Tipps zur Anwendung der GI Tabelle im Alltag
Eine glykämischer Index Tabelle ist vor allem dann hilfreich, wenn sie flexibel genutzt wird. Entscheidend ist nicht der einzelne Wert, sondern das Gesamtbild der Mahlzeit.
Kombinationen spielen eine wichtige Rolle. Kohlenhydrate zusammen mit Eiweiß und gesunden Fetten führen oft zu einem langsameren Blutzuckeranstieg. Auch die Portionsgröße beeinflusst die Wirkung stärker, als es der GI allein vermuten lässt.
Darüber hinaus lohnt es sich, auf den Verarbeitungsgrad zu achten. Stark verarbeitete Lebensmittel führen häufig zu schnelleren Blutzuckeranstiegen als naturbelassene Alternativen.
Fazit: Tabelle zum glykämischen Index als praktische Hilfe im Alltag
Eine GI-Tabelle bietet eine hilfreiche Übersicht, um den Einfluss von Lebensmitteln auf den Blutzucker besser zu verstehen. Sie erleichtert die Auswahl geeigneter Lebensmittel und unterstützt dabei, Mahlzeiten bewusster zusammenzustellen.
Gleichzeitig gilt, dass der glykämische Index nur ein Teil des Gesamtbildes ist. Eine ausgewogene Ernährung, sinnvolle Kombinationen und individuelle Unterschiede spielen eine ebenso wichtige Rolle für einen stabilen Blutzuckerspiegel.
Häufig gestellte Fragen
Welche Lebensmittel haben einen niedrigen glykämischen Index?
Lebensmittel mit einem niedrigen glykämischen Index sind vor allem ballaststoffreich und wenig verarbeitet. Dazu zählen Vollkornprodukte wie Haferflocken, Hülsenfrüchte wie Linsen oder Kichererbsen sowie viele Gemüsesorten und Beeren. Auch Nüsse und Samen haben kaum Einfluss auf den Blutzucker und eignen sich gut als Ergänzung.
Welche Kohlenhydrate lassen den Blutzucker nicht steigen?
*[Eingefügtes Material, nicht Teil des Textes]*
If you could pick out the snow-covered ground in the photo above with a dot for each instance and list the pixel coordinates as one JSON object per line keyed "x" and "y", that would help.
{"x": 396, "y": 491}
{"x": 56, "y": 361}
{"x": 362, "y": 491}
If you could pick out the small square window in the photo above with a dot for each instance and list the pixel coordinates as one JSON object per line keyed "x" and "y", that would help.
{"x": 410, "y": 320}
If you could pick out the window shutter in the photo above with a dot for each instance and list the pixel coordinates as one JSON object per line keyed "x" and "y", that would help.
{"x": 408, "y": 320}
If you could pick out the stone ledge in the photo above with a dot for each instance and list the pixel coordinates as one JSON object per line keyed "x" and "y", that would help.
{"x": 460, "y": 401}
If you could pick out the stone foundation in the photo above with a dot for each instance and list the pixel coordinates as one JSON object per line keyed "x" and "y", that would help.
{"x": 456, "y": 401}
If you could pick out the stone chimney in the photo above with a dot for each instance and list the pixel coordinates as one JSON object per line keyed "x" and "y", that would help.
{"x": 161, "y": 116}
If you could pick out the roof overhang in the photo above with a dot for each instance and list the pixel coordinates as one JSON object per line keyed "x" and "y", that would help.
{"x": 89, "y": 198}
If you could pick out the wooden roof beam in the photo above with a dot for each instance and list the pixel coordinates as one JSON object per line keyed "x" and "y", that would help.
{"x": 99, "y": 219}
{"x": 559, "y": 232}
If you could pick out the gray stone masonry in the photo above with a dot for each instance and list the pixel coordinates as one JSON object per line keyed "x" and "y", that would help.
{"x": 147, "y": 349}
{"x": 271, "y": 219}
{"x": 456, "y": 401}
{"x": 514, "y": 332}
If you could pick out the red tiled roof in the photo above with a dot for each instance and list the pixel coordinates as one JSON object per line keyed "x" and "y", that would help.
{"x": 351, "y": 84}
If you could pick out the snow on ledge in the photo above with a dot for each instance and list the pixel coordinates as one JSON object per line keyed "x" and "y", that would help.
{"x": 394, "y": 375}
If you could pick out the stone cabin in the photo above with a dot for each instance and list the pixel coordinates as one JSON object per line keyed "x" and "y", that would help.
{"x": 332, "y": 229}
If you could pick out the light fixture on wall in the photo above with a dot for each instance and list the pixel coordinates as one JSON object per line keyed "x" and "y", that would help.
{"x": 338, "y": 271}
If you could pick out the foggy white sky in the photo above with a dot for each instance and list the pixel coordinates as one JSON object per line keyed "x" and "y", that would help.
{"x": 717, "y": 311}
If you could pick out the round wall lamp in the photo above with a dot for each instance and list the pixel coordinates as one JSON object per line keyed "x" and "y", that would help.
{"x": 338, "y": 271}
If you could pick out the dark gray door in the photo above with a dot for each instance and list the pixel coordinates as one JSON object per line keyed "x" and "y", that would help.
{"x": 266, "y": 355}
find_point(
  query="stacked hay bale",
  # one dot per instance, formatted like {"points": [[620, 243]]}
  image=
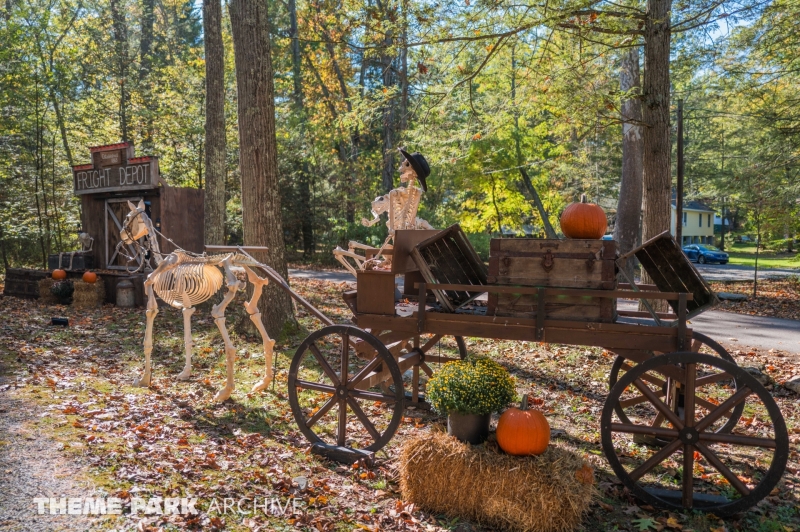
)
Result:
{"points": [[45, 295], [89, 295], [546, 493]]}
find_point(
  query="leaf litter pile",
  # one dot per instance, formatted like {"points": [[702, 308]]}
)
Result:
{"points": [[172, 441]]}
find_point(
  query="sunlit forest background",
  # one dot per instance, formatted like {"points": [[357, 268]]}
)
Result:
{"points": [[494, 93]]}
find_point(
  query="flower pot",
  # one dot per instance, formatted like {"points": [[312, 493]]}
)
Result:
{"points": [[469, 428]]}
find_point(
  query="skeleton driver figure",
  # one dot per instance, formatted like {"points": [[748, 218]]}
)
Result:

Kohlenhydrate lassen den Blutzucker grundsätzlich immer ansteigen, allerdings in unterschiedlichem Ausmaß. Komplexe, ballaststoffreiche Kohlenhydrate führen zu einem langsameren und gleichmäßigeren Anstieg. Besonders in Kombination mit Eiweiß und Fett kann der Effekt zusätzlich abgeschwächt werden.
Welches Lebensmittel hat den höchsten glykämischen Index?
Lebensmittel mit stark verarbeiteten Kohlenhydraten haben in der Regel den höchsten glykämischen Index. Dazu gehören beispielsweise Weißbrot, Cornflakes oder zuckerhaltige Getränke. Auch Kartoffelprodukte wie Kartoffelpüree oder Pommes frites können zu einem schnellen Blutzuckeranstieg führen.